E para essa equação, faz falta a paixão, os talentos e dons que os seres minúsculos que são as crianças e os burros velhos que somos, já nós, trazemos, para juntar à solução procurada. E acreditem que no século vinte e um, contrariando o que diziam os ancestros, burros velhos aprendem línguas, e quem nos garante isso é a senhora das necessidades que nós, cegos, não quisemos ver.  As crianças são poemas, não as reduzam aos vossos esquemas. 

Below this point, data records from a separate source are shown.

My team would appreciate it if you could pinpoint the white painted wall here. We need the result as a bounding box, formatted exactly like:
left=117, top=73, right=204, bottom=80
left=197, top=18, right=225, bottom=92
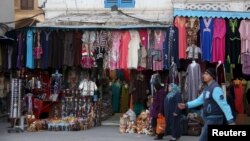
left=0, top=0, right=15, bottom=28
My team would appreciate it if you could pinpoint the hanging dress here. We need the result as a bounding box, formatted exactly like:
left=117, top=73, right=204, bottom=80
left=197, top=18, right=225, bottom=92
left=200, top=18, right=214, bottom=61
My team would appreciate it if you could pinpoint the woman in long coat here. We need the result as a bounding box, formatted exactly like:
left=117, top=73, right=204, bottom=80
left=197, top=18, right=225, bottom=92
left=164, top=83, right=181, bottom=141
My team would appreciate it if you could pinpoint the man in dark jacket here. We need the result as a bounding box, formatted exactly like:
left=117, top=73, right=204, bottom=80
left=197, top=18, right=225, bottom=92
left=178, top=68, right=235, bottom=141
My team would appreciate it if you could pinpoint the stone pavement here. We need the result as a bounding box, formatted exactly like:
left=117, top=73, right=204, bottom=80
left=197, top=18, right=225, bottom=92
left=0, top=117, right=198, bottom=141
left=0, top=115, right=250, bottom=141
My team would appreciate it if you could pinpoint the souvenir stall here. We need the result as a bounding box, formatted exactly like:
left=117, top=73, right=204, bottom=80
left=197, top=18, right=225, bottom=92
left=0, top=23, right=186, bottom=131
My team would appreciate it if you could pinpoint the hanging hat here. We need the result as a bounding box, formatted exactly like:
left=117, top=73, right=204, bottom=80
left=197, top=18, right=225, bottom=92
left=205, top=68, right=216, bottom=79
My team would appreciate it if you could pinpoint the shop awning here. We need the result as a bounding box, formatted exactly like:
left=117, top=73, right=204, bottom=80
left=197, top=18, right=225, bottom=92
left=33, top=12, right=172, bottom=30
left=174, top=9, right=250, bottom=19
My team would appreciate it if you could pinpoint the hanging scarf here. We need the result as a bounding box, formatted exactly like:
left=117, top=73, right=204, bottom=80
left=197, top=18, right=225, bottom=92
left=167, top=83, right=180, bottom=99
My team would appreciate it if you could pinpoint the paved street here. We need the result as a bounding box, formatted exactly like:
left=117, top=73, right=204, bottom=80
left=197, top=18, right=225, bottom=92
left=0, top=115, right=250, bottom=141
left=0, top=118, right=198, bottom=141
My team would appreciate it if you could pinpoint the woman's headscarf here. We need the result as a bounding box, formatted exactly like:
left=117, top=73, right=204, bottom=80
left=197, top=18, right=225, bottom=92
left=167, top=83, right=181, bottom=98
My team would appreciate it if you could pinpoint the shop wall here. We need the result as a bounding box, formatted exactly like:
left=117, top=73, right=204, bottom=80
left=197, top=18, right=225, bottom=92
left=0, top=0, right=15, bottom=28
left=40, top=0, right=172, bottom=21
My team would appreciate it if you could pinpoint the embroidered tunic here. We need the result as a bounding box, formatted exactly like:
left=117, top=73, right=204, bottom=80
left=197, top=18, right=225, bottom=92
left=212, top=18, right=226, bottom=63
left=200, top=18, right=214, bottom=61
left=174, top=17, right=187, bottom=59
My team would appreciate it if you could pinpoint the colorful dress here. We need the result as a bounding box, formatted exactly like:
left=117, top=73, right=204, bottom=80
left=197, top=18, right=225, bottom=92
left=174, top=17, right=187, bottom=59
left=200, top=18, right=214, bottom=61
left=119, top=31, right=131, bottom=69
left=153, top=30, right=166, bottom=71
left=109, top=31, right=122, bottom=70
left=212, top=18, right=226, bottom=63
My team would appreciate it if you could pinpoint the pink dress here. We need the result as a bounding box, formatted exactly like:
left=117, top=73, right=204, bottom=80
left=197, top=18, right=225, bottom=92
left=153, top=30, right=166, bottom=71
left=212, top=18, right=226, bottom=63
left=139, top=29, right=148, bottom=49
left=127, top=30, right=140, bottom=69
left=119, top=30, right=131, bottom=69
left=34, top=47, right=43, bottom=59
left=239, top=20, right=250, bottom=75
left=174, top=17, right=187, bottom=59
left=109, top=31, right=122, bottom=70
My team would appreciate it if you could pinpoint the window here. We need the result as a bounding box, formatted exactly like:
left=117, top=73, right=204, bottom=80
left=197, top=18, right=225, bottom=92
left=104, top=0, right=135, bottom=8
left=21, top=0, right=34, bottom=10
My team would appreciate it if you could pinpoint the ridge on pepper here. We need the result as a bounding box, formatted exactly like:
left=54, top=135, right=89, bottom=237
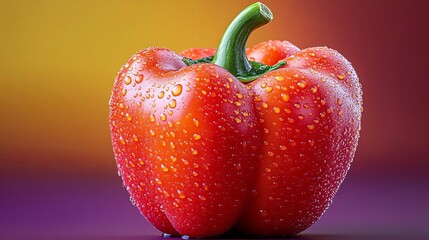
left=109, top=3, right=362, bottom=237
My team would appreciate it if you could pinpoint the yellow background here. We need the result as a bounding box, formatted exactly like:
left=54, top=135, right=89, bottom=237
left=0, top=0, right=427, bottom=174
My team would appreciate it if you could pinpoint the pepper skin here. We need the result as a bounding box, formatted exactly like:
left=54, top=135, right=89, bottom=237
left=110, top=3, right=362, bottom=237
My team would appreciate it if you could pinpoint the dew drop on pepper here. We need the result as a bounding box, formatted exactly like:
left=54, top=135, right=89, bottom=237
left=171, top=84, right=183, bottom=96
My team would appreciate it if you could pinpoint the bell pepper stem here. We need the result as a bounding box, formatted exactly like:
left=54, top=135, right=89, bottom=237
left=212, top=2, right=273, bottom=76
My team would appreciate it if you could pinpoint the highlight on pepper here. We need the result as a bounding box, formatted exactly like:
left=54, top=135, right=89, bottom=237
left=109, top=2, right=362, bottom=238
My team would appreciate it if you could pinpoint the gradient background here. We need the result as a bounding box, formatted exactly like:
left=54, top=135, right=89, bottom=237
left=0, top=0, right=429, bottom=239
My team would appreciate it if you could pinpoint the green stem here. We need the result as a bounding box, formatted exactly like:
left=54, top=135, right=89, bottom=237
left=212, top=2, right=273, bottom=76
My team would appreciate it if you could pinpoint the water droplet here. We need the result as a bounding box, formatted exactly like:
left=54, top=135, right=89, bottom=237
left=124, top=76, right=133, bottom=85
left=177, top=190, right=186, bottom=199
left=135, top=74, right=143, bottom=83
left=161, top=164, right=168, bottom=172
left=125, top=113, right=133, bottom=122
left=275, top=75, right=285, bottom=82
left=168, top=99, right=177, bottom=108
left=262, top=103, right=268, bottom=108
left=133, top=134, right=139, bottom=142
left=281, top=93, right=290, bottom=102
left=158, top=91, right=165, bottom=99
left=171, top=84, right=182, bottom=96
left=311, top=86, right=317, bottom=93
left=193, top=118, right=200, bottom=127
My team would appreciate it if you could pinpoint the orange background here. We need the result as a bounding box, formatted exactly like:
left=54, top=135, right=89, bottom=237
left=0, top=1, right=429, bottom=177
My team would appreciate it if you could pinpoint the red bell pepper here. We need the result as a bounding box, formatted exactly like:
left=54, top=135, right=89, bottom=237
left=110, top=3, right=362, bottom=237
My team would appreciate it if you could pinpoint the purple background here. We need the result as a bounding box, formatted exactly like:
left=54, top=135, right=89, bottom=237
left=0, top=0, right=429, bottom=240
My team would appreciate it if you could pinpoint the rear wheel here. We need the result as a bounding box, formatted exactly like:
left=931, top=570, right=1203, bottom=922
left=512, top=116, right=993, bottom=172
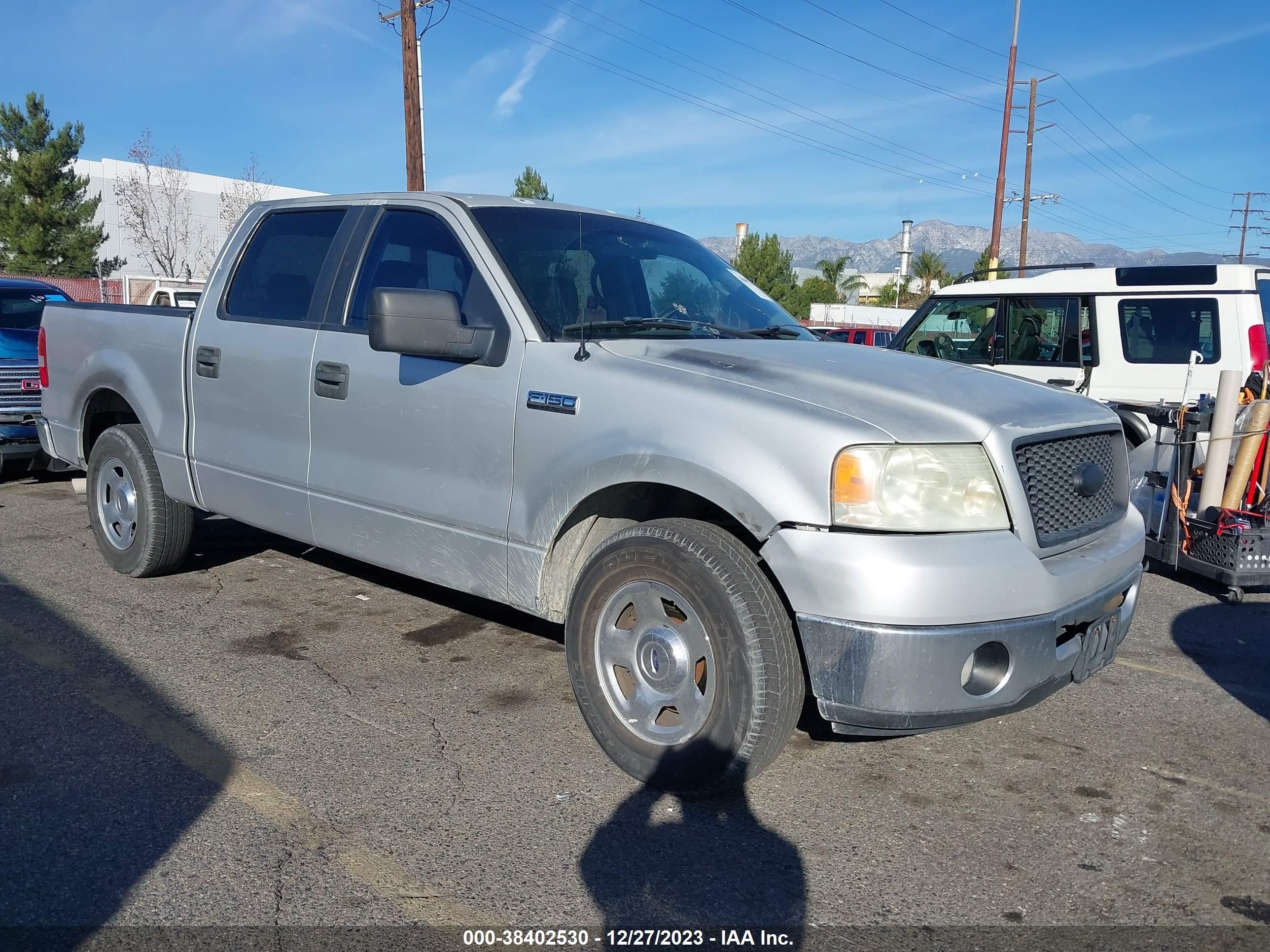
left=88, top=423, right=194, bottom=578
left=565, top=519, right=804, bottom=793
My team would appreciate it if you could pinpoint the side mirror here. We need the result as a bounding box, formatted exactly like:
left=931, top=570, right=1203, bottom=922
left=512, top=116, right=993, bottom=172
left=366, top=288, right=494, bottom=361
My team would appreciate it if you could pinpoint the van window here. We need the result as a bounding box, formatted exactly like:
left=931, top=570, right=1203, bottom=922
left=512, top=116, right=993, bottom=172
left=903, top=297, right=997, bottom=363
left=1120, top=297, right=1222, bottom=363
left=1006, top=297, right=1080, bottom=366
left=344, top=208, right=472, bottom=328
left=225, top=208, right=346, bottom=322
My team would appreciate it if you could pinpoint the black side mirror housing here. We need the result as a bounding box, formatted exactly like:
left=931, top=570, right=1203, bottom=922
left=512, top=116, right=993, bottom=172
left=366, top=288, right=494, bottom=362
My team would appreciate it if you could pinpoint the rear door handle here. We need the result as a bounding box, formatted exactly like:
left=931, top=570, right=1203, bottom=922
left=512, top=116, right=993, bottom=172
left=314, top=361, right=348, bottom=400
left=194, top=346, right=221, bottom=379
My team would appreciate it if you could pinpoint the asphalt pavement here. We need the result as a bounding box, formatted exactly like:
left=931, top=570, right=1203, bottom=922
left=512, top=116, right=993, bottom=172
left=0, top=467, right=1270, bottom=947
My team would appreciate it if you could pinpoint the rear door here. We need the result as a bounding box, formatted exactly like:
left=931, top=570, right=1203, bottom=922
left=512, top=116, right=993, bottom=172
left=307, top=207, right=525, bottom=599
left=1092, top=292, right=1241, bottom=403
left=187, top=207, right=357, bottom=542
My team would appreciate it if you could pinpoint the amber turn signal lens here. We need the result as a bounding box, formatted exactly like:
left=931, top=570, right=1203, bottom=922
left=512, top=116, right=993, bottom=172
left=833, top=450, right=873, bottom=505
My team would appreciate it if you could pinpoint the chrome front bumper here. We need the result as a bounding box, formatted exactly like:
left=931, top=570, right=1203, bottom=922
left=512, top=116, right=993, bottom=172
left=796, top=565, right=1142, bottom=735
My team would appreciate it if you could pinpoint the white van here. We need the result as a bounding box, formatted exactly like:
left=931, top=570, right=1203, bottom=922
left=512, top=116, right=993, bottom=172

O que tem de morrer em nós é o derrotismo, a anacronia, a apatia, o conformismo, a ignorância, o racismo e a xenofobia, os tabus e preconceitos e os faits divers dos que ganham com as nossas limitações, para fazer nascer o novo. O que tem de morrer, e para isso precisa de atitude e ação, é o velho status quo que engorda nas aparências e na hipocrisia e que regride a nossa esperança para o fétido medo que injetamos nas novas gerações. É necessário expor as feridas e as verdades e chamar os bois pelos nomes e debater o conhecimento e a experiência como as únicas opções de futuro, do complexo colher o simples, da recusa colher a escolha. O resto são tangas, ilusões e materialismo que não têm mais serventia e nem desculpa para constarem do processo evolutivo humano. E deixarmo-nos de preâmbulos e suscetibilidades na abordagem das questões. E não voltar a falsas questões, como sejam o engodo, a política provinciana, a venda de títulos e de pompas e circunstâncias e nos focarmos na abundância coletiva humana. E mais não digo que é verborreia e rima com a diarreia que já produzimos em quantidades consideráveis. Crónica azeda, de difícil digestão, mas haverá sempre um gaviscon como posologia metafórica positiva ou um prozac que funciona como um óculo cor-de-rosa barbie fashion, ou ainda os milagrosos viagra que funcionam sempre, endireitando o torto até à próxima carga! Vendem-se ilusões à meia dúzia e baratas! Não sejam formigas, sejam cigarras que a música faz falta para a motivação da massa. E para mim, sai massa à lavrador, com uma canção de sobremesa.